3. Training Doesn’t Break Through
If describing taste doesn’t work, maybe we can train it. We have ~1,500 labeled samples—not enormous, but enough to ask whether there’s a learnable signal in this data. We split by source, ensuring no article appeared in both train and test, yielding roughly 1,300 training and 200 test examples.
Matching the Ceiling, but Not Breaking It
In the simplest setup, we returned to pluckability—this time training classifiers to predict whether a memory prompt is pluckable at all. With the right threshold, a Qwen3-0.6B classifier matches Gemini 2.5 Pro’s few-shot precision–recall tradeoff: precision 0.60, recall 0.80. It’s encouraging that a 0.6B model can reach the same performance as a frontier system many times its size. But when we fine-tuned Qwen3-14B with LoRA on the same task, we found a near-identical ROC-AUC (0.754 vs. 0.752). Across operating points, increasing capacity yielded no meaningful improvement.
This parity suggests something stronger than a scaling plateau. The smaller classifier appears to be exploiting the same surface features as the frontier models—features sufficient to detect obvious failures, but not to distinguish T1 prompts from T2.

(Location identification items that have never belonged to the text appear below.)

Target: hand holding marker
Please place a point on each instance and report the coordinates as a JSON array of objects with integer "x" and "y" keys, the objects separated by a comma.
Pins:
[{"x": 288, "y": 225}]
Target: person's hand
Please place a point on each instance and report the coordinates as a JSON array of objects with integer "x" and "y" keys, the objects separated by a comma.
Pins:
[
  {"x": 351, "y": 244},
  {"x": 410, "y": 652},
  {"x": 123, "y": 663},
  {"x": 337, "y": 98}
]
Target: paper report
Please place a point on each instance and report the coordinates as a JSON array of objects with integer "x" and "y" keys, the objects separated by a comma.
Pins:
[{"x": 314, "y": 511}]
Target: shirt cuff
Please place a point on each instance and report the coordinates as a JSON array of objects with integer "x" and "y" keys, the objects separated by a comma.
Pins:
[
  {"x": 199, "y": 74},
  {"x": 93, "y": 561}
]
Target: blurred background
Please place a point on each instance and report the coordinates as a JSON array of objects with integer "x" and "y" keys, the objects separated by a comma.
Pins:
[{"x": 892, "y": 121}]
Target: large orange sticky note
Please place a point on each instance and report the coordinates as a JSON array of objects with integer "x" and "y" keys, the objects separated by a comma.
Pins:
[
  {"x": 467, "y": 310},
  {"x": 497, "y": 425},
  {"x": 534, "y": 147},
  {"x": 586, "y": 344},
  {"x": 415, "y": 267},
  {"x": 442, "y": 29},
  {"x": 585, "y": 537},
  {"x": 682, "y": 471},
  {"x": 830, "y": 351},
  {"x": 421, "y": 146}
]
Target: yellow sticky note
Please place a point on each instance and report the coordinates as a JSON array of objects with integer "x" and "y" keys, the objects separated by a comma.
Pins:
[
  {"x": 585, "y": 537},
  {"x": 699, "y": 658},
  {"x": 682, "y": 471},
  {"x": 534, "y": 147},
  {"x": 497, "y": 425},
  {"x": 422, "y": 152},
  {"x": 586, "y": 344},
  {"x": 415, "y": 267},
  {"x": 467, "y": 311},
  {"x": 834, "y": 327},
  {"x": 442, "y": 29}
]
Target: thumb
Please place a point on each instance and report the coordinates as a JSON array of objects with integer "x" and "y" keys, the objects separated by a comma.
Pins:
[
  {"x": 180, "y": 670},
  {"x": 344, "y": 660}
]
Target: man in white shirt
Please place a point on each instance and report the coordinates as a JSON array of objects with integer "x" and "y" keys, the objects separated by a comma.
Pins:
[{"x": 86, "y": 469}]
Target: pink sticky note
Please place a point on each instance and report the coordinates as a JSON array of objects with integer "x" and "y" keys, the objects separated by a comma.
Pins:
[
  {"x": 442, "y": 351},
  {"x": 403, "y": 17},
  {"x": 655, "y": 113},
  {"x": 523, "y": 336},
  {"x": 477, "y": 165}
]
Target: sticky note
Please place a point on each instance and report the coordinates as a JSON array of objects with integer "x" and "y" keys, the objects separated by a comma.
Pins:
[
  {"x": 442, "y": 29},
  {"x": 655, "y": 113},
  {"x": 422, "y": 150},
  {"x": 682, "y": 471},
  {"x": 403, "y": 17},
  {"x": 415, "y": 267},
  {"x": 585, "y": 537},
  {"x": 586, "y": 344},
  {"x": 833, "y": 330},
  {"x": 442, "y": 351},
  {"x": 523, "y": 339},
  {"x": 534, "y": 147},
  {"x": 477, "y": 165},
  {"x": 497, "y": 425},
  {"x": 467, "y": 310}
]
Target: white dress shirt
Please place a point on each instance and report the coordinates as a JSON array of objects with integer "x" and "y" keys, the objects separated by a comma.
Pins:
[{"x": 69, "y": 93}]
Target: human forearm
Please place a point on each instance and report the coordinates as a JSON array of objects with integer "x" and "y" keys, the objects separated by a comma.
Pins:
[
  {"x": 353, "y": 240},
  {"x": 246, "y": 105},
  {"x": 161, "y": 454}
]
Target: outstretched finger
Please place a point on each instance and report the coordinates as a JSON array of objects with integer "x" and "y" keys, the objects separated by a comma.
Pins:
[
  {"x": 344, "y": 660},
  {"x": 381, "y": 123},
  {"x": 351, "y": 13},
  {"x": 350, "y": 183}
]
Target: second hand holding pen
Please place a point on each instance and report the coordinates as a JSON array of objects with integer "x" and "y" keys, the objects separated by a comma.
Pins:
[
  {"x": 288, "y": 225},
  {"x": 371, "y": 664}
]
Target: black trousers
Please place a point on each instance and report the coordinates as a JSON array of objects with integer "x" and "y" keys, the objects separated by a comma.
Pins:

Matching frontier performance is not the same as solving the problem. A precision of 0.60 means four in ten approved prompts are unpluckable, and most of those are the insidious T1 tier. Training bought efficiency, not capability. We got cheaper judges, not better ones.
Preference Learning Hit the Same Wall
Our tier structure implies a natural preference ordering, T3 > T2 > T1 > T0, and reward models are explicitly designed to learn this kind of signal. Rather than drawing a hard boundary, they learn to score better options higher than worse ones.
We constructed preference pairs from prompts anchored to the same highlight, yielding 353 training pairs and 93 for evaluation. About half of these comparisons test targeting (off-target vs on-target), and half test construction. After training, the reward model preferred the higher-tier prompt in 70% of held-out comparisons.
On targeting comparisons, T0 against anything above it, accuracy reached 77%. The reward model reliably learned to prefer prompts that are about the right thing. But on construction comparisons, accuracy dropped to 62%. Supervision reliably captured targeting preferences, but not our taste in construction.
Why Reinforcement Learning Doesn’t Save Us
We also tried reinforcement learning, specifically GRPO (Group Relative Policy Optimization), to teach models to produce reasoning traces before classification. The intuition: if a model could learn to analyze prompts step-by-step—first assessing targeting, then construction, then reviewability—it might internalize the judgment process rather than pattern-matching on surface features.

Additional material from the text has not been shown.